In a high net worth divorce, Marylanders would probably expect that both parties would see a substantial change in their financial situations. After all, divorce means that a formerly married couple will divide their property and generally will walk away with roughly half of their overall wealth. When the couple has a lot of wealth between them, this means that each has a lot to lose.
However, as a Howard County divorce lawyer or another expert would point out, divorce can have a significant financial impact on a person with more modest assets as well. This impact may come about in a variety of ways one might not expect.
For example, once a person divorces, he or she may need to invest in long-term care insurance, as his or her husband or wife will not be around to provide for daily needs in a person’s old age.
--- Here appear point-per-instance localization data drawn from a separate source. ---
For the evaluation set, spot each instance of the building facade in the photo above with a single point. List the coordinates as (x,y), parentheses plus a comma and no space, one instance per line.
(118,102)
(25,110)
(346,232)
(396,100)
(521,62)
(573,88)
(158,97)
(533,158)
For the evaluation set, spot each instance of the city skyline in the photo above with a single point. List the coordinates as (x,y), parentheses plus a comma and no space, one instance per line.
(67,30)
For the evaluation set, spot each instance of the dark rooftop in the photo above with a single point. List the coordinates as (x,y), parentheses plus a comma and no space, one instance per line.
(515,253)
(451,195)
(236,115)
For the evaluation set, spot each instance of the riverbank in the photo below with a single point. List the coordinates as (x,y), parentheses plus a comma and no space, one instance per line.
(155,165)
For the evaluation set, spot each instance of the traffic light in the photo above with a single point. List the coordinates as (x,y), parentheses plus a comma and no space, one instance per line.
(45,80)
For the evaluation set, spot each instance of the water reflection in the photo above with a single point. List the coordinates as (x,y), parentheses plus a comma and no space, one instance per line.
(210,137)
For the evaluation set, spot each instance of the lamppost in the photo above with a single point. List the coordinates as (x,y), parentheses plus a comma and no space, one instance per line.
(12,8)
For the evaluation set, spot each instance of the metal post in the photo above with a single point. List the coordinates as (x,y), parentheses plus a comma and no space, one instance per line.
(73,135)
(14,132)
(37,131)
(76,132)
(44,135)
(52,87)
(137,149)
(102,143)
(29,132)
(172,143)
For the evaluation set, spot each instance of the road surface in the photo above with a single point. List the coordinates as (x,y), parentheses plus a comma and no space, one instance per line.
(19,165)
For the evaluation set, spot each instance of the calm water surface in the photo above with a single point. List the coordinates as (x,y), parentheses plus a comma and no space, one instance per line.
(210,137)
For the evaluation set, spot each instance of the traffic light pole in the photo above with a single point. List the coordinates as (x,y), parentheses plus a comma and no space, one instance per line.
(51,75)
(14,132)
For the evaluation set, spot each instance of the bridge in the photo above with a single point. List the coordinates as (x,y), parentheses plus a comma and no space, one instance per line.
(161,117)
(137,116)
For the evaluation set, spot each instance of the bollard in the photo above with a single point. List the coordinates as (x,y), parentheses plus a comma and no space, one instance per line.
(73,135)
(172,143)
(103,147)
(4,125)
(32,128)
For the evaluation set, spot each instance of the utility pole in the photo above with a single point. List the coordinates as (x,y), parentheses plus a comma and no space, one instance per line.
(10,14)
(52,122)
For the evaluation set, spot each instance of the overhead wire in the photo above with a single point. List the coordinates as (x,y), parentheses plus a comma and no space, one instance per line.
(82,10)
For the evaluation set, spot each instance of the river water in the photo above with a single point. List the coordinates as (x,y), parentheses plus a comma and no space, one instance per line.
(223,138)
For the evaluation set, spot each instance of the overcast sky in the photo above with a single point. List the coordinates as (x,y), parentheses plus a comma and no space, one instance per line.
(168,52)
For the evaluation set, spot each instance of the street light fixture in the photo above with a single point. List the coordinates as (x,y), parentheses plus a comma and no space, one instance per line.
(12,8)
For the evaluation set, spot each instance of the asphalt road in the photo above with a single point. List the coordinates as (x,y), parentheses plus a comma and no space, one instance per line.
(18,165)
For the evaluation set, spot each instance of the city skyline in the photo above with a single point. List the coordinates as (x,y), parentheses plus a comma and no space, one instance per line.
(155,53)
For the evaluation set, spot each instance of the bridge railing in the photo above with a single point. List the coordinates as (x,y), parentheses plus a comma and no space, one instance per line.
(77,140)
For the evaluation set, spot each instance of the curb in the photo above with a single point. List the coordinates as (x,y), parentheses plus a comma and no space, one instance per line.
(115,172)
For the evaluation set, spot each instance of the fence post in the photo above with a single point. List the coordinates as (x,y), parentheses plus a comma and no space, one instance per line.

Furthermore, he or she will want to speak to a person who specializes in retirement planning. Once a couple divorces, each person will have less of a financial pot from which to draw at retirement.
People also need to be aware that effective in the tax year during which they file for divorce, they may no longer file income taxes as “married, filing jointly.” While not always the case, this can mean that a person will face a higher income tax bill going forward.
Finally, anybody who is divorcing must prepare to pay attorney fees, if he or she intends to hire a lawyer, which is usually a very smart idea even in what seems to be an uncontested divorce. While attorney fees in a divorce are inevitable, a Maryland resident should not be shy about talking to his or her lawyer about what he or she can afford. The lawyer may have some helpful suggestions for reducing the overall bill and for passing on some of the cost.